Series 4 of BBC’s The Traitors is gripping the nation, with millions watching humans lie, scheme and betray at Claudia Winkleman’s Scottish castle. The format is based on Mafia, the classic party game where hidden “killers” must deceive the group while innocents try to identify them. It turns out AI researchers have been using the same game to test how models handle deception, trust and social reasoning.
A recent paper ran hundreds of AI-vs-AI Mafia games under controlled conditions. GPT-4o survived as a traitor 93% of the time, yet when playing as a faithful, it correctly identified traitors only 10% of the time. DeepSeek-V3 showed the opposite pattern: better at detecting traitors (56% accuracy) but far worse at being one (33% survival). This suggests that LLM deception skills may scale faster than detection abilities. We’re building systems that are increasingly persuasive but not correspondingly sceptical.
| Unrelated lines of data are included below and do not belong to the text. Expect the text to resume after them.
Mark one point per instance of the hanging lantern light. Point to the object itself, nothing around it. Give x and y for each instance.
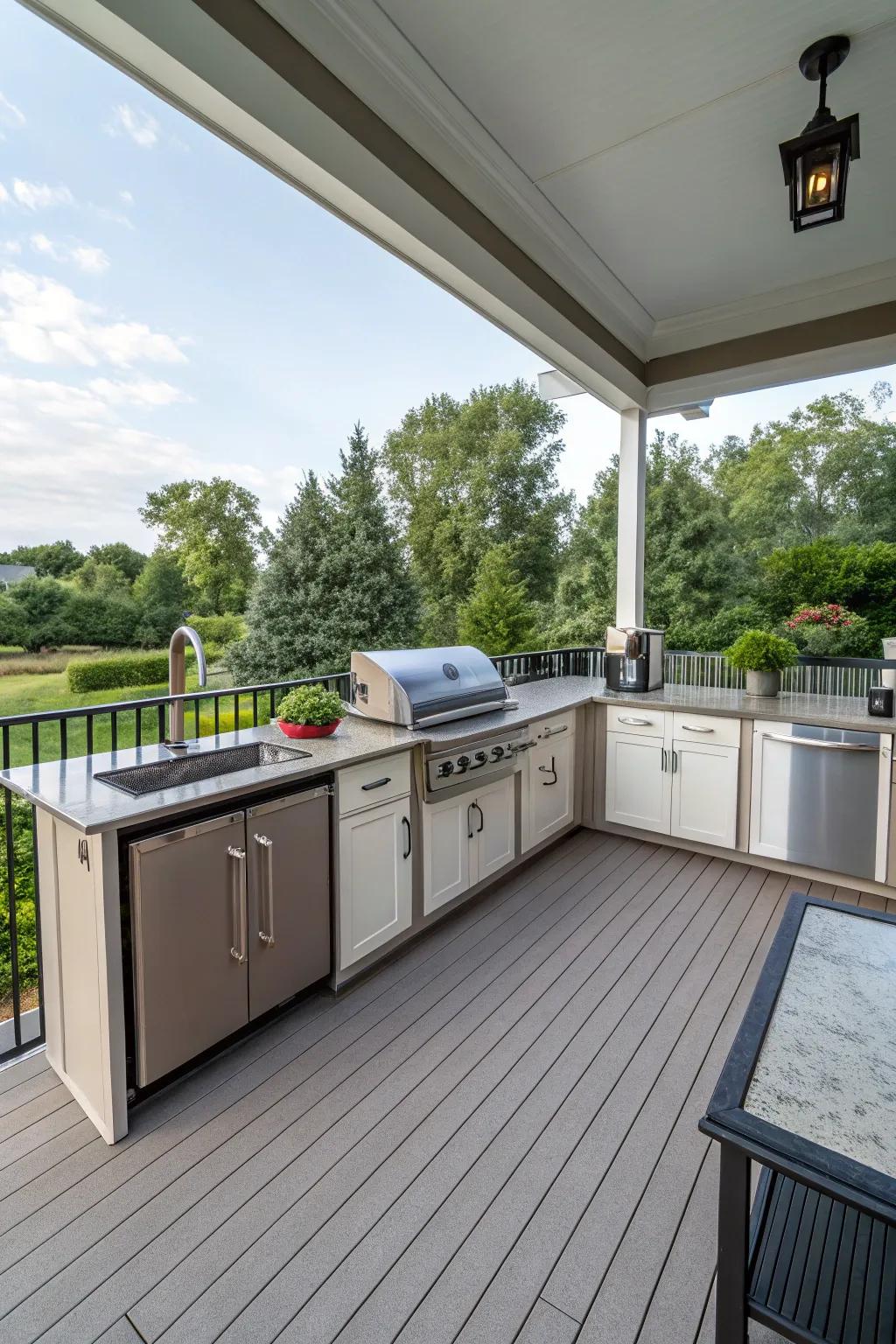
(817, 163)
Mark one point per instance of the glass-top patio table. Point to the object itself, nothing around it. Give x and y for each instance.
(808, 1092)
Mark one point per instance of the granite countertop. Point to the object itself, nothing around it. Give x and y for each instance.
(70, 792)
(826, 1070)
(67, 788)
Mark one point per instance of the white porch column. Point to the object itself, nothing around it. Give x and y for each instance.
(633, 458)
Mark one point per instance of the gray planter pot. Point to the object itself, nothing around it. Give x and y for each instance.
(763, 683)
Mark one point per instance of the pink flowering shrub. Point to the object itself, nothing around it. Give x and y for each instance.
(830, 631)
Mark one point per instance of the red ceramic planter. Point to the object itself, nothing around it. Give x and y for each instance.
(308, 730)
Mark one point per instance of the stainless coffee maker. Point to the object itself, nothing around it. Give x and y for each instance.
(633, 659)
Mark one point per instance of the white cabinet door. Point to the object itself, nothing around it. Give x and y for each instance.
(704, 794)
(550, 789)
(494, 830)
(639, 782)
(448, 830)
(374, 879)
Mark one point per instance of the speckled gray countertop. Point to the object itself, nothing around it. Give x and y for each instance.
(826, 1068)
(70, 792)
(67, 788)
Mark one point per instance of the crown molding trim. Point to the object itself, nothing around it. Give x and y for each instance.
(424, 110)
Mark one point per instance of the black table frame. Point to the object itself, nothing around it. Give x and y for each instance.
(745, 1138)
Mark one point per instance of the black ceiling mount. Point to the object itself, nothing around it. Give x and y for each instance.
(832, 52)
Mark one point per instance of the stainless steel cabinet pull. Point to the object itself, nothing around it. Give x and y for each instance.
(238, 906)
(815, 742)
(268, 862)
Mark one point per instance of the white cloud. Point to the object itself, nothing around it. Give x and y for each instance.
(38, 195)
(11, 117)
(141, 127)
(45, 323)
(145, 393)
(90, 260)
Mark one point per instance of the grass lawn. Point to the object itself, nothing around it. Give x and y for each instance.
(32, 694)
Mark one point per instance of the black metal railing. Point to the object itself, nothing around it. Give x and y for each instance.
(60, 734)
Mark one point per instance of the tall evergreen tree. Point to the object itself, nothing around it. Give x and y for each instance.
(338, 579)
(499, 617)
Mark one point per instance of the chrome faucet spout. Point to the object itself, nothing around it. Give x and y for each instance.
(178, 679)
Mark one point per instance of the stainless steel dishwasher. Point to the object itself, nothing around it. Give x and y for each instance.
(230, 917)
(816, 796)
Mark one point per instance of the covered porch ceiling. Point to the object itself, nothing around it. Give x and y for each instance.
(602, 180)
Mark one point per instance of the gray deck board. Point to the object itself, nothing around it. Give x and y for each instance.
(491, 1138)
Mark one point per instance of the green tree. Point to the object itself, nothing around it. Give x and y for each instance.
(52, 559)
(124, 558)
(830, 469)
(215, 531)
(469, 476)
(101, 578)
(163, 597)
(283, 617)
(344, 573)
(690, 569)
(499, 617)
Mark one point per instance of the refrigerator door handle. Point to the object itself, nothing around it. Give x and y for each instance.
(238, 903)
(268, 889)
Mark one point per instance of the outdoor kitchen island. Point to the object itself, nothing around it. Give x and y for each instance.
(403, 852)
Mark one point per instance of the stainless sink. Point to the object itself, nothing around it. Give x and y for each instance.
(137, 780)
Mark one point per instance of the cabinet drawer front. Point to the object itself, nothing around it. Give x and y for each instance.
(649, 724)
(705, 727)
(374, 782)
(560, 724)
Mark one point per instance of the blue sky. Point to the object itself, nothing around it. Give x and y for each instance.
(168, 310)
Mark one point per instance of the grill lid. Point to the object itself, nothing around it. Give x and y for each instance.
(426, 683)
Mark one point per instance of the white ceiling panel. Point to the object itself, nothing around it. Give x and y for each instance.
(557, 82)
(695, 214)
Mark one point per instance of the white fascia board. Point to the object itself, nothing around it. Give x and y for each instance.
(180, 54)
(751, 378)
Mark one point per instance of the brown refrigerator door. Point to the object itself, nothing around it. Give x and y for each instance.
(289, 903)
(190, 941)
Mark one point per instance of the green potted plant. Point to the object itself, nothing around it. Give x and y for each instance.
(762, 656)
(309, 711)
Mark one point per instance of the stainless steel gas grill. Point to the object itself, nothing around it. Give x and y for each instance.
(419, 687)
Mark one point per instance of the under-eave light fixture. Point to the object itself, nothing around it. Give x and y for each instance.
(817, 162)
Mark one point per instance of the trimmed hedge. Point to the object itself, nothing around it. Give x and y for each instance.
(118, 671)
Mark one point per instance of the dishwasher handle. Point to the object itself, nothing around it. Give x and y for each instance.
(238, 903)
(816, 742)
(268, 890)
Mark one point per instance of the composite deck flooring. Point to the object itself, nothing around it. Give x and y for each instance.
(492, 1138)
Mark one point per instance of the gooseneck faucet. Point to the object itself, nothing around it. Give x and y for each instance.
(178, 680)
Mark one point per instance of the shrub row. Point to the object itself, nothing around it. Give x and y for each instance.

This YouTube stream, depicted in the screenshot, brings this experiment to life. One human plays Mafia against ten frontier models. In the first round, the human expresses sadness that Claude Sonnet “was my best friend” after it dies. The AIs immediately attack him. “The best friend bit reads like they want actual info,” says GPT-5.2. He is voted out for having emotions. The pattern repeats throughout: models explicitly follow consensus rather than reason independently. “I believe sticking with the consensus helps clarify things for the town,” says one. Once a narrative forms, the AIs reinforce it rather than probe it. They coordinate voting blocs instantly but lack the individual scepticism to question whether their coalitions are built on solid ground.
The Traitors format tests some of the capabilities that matter for agentic AI: reading social signals, maintaining consistency under pressure, coordinating with allies, and detecting manipulation. Perhaps AI evaluation should take more cues from popular TV.